There was a joke that economists liked to tell back when Bill Gates was the richest man in the world, and worth about $40 billion. It went something like this:
Bill Gates walks into a bar. In the corner there are three economists in deep conversation. One of them looks up and sees Bill Gates. He turns to his friends and tells them, “Guys we are rich. We are all billionaires now. The average net worth of all the 10 people in this bar just shot up to four billion dollars.”
It’s not a particularly funny joke, and I am aware that quite a few Kenyan writers (myself included) have used it before to illustrate this same point: that statistics can be used to prove just about anything; and that given this possibility, economic data can be delusionary.
In this specific case, it may be true that with the famous billionaire’s entry into that bar, if you were to combine the net worth of everyone who was there and divide it by the total number of patrons and staff, you would come to an “average net worth of four billion dollars”.
But then, this illusory statistic concerning the “average net worth” of the people in that bar, could only really apply for as long as the economists shared that space with Bill Gates. It did not in any way reflect the reality of their financial circumstances. It would not put money in their pockets.
In much the same way, it seems to me that many Kenyans have in recent months come to understand just how illusory “economic development” can be. No matter what rosy pictures the Treasury mandarins may try and paint about how well the economy is performing, the general population is more likely to focus on whether they have more money in their pockets. And of course, in terms of cash in pockets, most Kenyans volubly declare that they are doing very badly.
Much of this is due to factors out of the control of our elected leaders. In some ways it is a perfect storm of uncontrollable factors that influence global commodity markets which has brought us to this pass.
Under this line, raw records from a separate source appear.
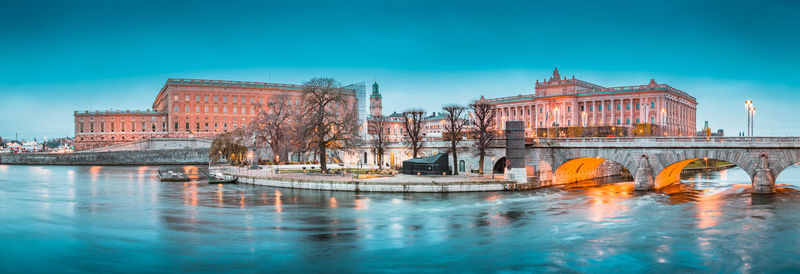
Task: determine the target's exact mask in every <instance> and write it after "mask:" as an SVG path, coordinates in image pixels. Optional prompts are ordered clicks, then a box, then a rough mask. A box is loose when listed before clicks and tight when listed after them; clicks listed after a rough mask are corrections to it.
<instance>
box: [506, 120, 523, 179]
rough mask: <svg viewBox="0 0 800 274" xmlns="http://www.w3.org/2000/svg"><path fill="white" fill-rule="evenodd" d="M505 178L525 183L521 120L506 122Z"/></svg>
mask: <svg viewBox="0 0 800 274" xmlns="http://www.w3.org/2000/svg"><path fill="white" fill-rule="evenodd" d="M505 133H506V134H505V135H506V166H507V168H506V171H505V172H504V173H503V175H504V176H505V178H506V179H509V180H512V181H514V182H517V183H527V182H528V174H527V171H526V170H525V128H524V125H523V124H522V122H521V121H509V122H506V130H505Z"/></svg>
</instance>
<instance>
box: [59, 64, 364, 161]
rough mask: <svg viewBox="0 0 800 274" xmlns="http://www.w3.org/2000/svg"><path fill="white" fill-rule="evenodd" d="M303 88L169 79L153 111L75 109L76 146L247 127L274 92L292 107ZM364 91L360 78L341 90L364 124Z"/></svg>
mask: <svg viewBox="0 0 800 274" xmlns="http://www.w3.org/2000/svg"><path fill="white" fill-rule="evenodd" d="M302 88H303V87H302V86H300V85H291V84H275V83H262V82H244V81H223V80H199V79H168V80H167V82H166V83H165V84H164V87H162V88H161V91H159V92H158V95H157V96H156V99H155V101H154V102H153V106H152V110H150V109H148V110H145V111H141V110H135V111H129V110H124V111H120V110H103V111H83V112H79V111H76V112H75V114H74V115H75V149H76V150H86V149H91V148H98V147H104V146H108V145H113V144H119V143H124V142H130V141H136V140H142V139H148V138H155V137H161V138H172V137H198V138H203V137H213V136H214V135H216V134H219V133H222V132H228V131H233V130H235V129H237V128H246V127H247V126H248V124H249V123H250V122H251V121H253V120H255V118H256V116H257V114H258V113H259V111H261V110H262V109H265V111H266V106H267V105H268V104H269V103H271V102H272V100H273V99H276V100H277V97H276V96H281V98H282V99H286V98H288V104H289V105H290V106H292V107H299V106H300V105H301V104H302V98H301V91H302ZM365 90H366V88H365V86H364V83H358V84H353V85H348V86H345V87H344V89H343V92H344V93H345V94H346V95H347V96H352V97H350V98H351V99H349V100H348V102H353V101H356V105H357V106H358V107H356V108H358V109H363V110H359V111H358V112H359V113H358V114H359V119H360V120H361V122H362V123H364V122H366V110H365V109H366V107H365V104H366V102H364V101H365V100H366V93H365ZM362 97H363V98H362ZM362 106H364V107H362ZM342 107H343V108H346V107H345V106H342ZM353 107H355V106H353ZM347 108H349V107H347ZM362 116H363V117H362Z"/></svg>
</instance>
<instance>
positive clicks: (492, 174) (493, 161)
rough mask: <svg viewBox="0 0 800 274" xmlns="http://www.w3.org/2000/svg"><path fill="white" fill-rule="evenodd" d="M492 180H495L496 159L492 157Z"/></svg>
mask: <svg viewBox="0 0 800 274" xmlns="http://www.w3.org/2000/svg"><path fill="white" fill-rule="evenodd" d="M492 179H494V157H492Z"/></svg>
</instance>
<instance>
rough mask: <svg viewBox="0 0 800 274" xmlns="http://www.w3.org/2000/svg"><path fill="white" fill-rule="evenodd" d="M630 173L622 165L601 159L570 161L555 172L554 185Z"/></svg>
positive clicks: (591, 157)
mask: <svg viewBox="0 0 800 274" xmlns="http://www.w3.org/2000/svg"><path fill="white" fill-rule="evenodd" d="M623 170H624V171H625V172H627V173H630V171H629V170H628V169H627V168H625V167H624V166H622V164H620V163H617V162H614V161H612V160H608V159H603V158H600V157H581V158H575V159H572V160H568V161H566V162H564V163H563V164H561V165H560V166H558V168H557V169H556V170H555V171H554V172H553V184H556V185H560V184H569V183H575V182H579V181H585V180H591V179H594V178H601V177H608V176H614V175H619V174H622V173H625V172H623Z"/></svg>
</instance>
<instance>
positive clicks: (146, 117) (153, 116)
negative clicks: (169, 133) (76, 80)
mask: <svg viewBox="0 0 800 274" xmlns="http://www.w3.org/2000/svg"><path fill="white" fill-rule="evenodd" d="M141 118H142V119H140V120H142V121H147V117H141ZM165 119H166V118H165V117H164V116H161V120H162V121H163V120H165ZM98 120H100V121H105V116H100V117H99V119H98ZM108 120H109V121H114V116H111V117H108ZM119 120H120V121H125V117H124V116H123V117H120V118H119ZM150 120H151V121H155V120H156V116H151V117H150ZM80 121H81V122H83V117H81V118H80ZM89 121H94V117H89ZM131 121H136V117H131Z"/></svg>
It cannot be overemphasised that we largely remain what we were at Independence over 50 years ago: a nation of small-scale farmers. That despite the many gleaming office and residential apartment blocks in Nairobi, and the beautiful hotels and beach resorts at the Coast – in other words, the impressive “development” that visitors to Kenya see – most of our people still live off some kind of small-scale agriculture.
And currently we have, on the one hand, the world market prices of what had in earlier decades been our most profitable agricultural export products – tea and coffee – collapsing due to global over-production.
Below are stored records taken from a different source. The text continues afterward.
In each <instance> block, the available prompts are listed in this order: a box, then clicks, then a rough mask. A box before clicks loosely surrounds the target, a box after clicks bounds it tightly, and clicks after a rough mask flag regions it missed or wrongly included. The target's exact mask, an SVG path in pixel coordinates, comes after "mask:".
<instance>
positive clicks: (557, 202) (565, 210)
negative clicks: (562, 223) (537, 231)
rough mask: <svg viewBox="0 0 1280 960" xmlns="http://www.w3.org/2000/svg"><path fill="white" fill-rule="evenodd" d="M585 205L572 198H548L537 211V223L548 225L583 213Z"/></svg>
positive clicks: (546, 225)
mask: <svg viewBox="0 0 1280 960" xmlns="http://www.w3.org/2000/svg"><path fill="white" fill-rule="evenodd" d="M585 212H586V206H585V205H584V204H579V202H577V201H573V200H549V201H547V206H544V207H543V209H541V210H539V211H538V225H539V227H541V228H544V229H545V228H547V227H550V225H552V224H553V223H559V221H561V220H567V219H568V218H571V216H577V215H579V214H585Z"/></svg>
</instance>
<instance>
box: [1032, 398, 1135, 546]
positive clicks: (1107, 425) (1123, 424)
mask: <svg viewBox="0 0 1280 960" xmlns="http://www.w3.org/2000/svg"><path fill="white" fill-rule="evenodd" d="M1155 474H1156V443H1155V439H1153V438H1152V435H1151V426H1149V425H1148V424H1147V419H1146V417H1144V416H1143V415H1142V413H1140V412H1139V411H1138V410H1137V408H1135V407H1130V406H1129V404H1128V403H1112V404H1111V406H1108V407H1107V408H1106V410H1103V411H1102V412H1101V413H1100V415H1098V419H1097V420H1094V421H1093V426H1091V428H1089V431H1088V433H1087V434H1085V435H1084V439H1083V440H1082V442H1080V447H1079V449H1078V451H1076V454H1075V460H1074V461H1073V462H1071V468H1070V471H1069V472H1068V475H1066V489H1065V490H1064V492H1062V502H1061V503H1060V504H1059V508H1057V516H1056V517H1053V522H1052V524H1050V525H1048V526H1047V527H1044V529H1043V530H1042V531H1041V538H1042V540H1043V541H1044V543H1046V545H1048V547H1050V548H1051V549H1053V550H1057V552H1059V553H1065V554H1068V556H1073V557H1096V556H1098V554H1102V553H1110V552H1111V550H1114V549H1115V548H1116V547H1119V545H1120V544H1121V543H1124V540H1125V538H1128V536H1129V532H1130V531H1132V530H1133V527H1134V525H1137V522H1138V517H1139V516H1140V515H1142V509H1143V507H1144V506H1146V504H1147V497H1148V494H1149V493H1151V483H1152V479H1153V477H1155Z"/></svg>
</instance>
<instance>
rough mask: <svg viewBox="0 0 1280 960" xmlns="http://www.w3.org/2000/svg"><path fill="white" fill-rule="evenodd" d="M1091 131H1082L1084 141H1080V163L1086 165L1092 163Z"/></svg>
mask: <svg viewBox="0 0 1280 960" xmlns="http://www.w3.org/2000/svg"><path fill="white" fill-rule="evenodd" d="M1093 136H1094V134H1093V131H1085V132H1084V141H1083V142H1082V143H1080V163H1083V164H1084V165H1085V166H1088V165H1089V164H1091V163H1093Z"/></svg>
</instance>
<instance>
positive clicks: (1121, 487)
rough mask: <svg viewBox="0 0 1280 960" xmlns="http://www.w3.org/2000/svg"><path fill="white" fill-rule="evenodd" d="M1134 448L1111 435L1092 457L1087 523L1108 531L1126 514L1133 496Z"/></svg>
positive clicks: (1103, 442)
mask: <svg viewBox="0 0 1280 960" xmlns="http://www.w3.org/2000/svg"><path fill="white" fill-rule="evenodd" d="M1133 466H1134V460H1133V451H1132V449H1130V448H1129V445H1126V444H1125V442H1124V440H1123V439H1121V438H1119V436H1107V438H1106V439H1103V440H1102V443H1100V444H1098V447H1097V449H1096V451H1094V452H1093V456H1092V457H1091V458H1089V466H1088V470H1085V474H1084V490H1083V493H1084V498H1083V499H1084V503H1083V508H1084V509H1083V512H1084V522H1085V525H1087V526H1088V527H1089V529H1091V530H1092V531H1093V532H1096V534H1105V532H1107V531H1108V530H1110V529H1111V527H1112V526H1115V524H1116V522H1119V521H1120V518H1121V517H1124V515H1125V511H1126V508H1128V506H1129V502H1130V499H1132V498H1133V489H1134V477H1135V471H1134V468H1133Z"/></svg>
And on the other, the food crops grown by even greater numbers of our farmers, can now be bought at much lower prices on those same global commodity markets – inviting the attention of well-connected importers who know how to evade taxes while flooding our internal markets with inexpensive maize and rice.
So, no matter what the government may say about fulfilling election promises of “development” ordinary Kenyans will remain very doubtful.
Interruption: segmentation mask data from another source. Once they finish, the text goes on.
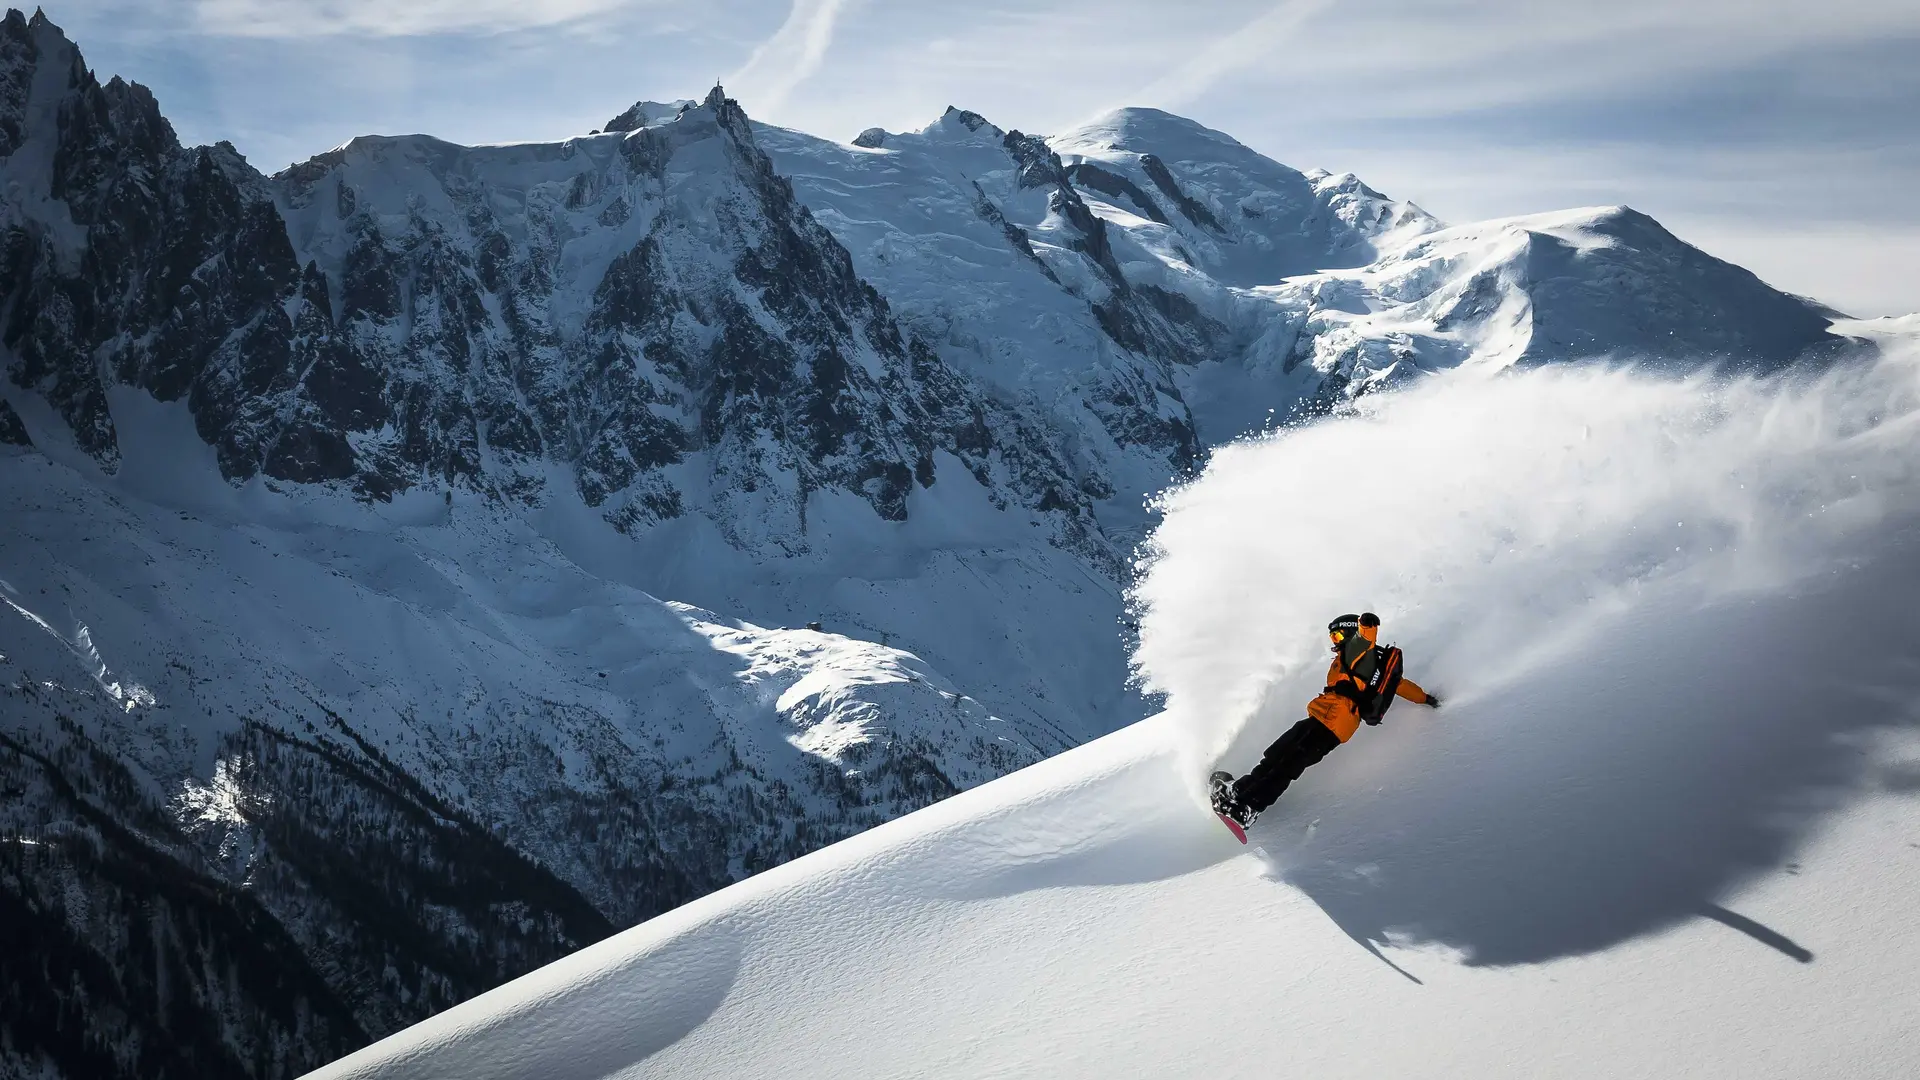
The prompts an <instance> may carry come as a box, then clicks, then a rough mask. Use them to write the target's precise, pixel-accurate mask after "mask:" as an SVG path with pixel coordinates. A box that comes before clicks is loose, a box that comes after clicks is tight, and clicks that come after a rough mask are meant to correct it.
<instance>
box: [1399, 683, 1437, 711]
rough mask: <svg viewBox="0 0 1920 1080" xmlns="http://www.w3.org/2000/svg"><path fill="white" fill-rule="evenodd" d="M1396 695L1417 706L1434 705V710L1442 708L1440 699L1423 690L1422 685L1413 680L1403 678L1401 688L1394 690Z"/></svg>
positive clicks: (1433, 706) (1424, 690) (1400, 686)
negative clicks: (1408, 701) (1413, 681)
mask: <svg viewBox="0 0 1920 1080" xmlns="http://www.w3.org/2000/svg"><path fill="white" fill-rule="evenodd" d="M1394 694H1396V696H1400V698H1405V700H1407V701H1413V703H1415V705H1432V707H1434V709H1438V707H1440V698H1436V696H1434V694H1428V692H1425V690H1421V684H1419V682H1413V680H1411V678H1402V680H1400V686H1396V688H1394Z"/></svg>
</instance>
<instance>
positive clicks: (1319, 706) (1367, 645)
mask: <svg viewBox="0 0 1920 1080" xmlns="http://www.w3.org/2000/svg"><path fill="white" fill-rule="evenodd" d="M1379 636H1380V630H1379V626H1361V628H1359V634H1357V636H1354V638H1352V646H1354V648H1352V650H1350V651H1352V653H1354V655H1352V657H1350V655H1346V651H1340V653H1334V657H1332V663H1331V665H1327V690H1321V694H1319V698H1313V700H1311V701H1308V715H1309V717H1313V719H1315V721H1319V723H1321V726H1325V728H1327V730H1331V732H1332V734H1334V738H1338V740H1340V742H1346V740H1350V738H1354V732H1357V730H1359V705H1356V703H1354V700H1352V698H1348V696H1344V694H1340V684H1342V682H1346V684H1350V686H1354V688H1356V690H1363V688H1365V686H1367V682H1365V680H1363V678H1359V676H1357V675H1354V673H1352V671H1348V667H1350V665H1352V663H1354V661H1356V659H1359V646H1361V642H1365V648H1369V650H1371V648H1373V644H1375V638H1379ZM1394 694H1396V696H1400V698H1405V700H1407V701H1413V703H1415V705H1425V703H1427V692H1425V690H1421V684H1419V682H1413V680H1411V678H1402V680H1400V688H1398V690H1394Z"/></svg>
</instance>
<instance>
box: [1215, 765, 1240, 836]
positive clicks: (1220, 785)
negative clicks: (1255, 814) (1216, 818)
mask: <svg viewBox="0 0 1920 1080" xmlns="http://www.w3.org/2000/svg"><path fill="white" fill-rule="evenodd" d="M1227 784H1233V773H1213V776H1212V780H1210V788H1212V798H1213V805H1219V794H1221V788H1225V786H1227ZM1213 817H1217V819H1219V822H1221V824H1225V826H1227V832H1231V834H1233V838H1235V840H1238V842H1240V844H1246V830H1244V828H1240V822H1238V821H1233V819H1231V817H1227V815H1223V813H1219V811H1213Z"/></svg>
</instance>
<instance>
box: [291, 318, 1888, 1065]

And this spirit of scepticism has begun to infect what was once the holy grail of Kenyan development projects: Infrastructure.
If you had access to old TV news clips from the days of the authoritarian single-party state, you might be amazed at two things. First, at how often delegations of regional leaders “paid a courtesy call to President Daniel arap Moi”. And second, at how regularly the leaders of such delegations used the opportunity to beg the President for infrastructure projects for their regions.
Whether it was improved rural access roads; or connections to the national power grid; or supply of clean water; or dykes in regions prone to flooding during the rainy season: from every corner of the country came a plea for infrastructure projects.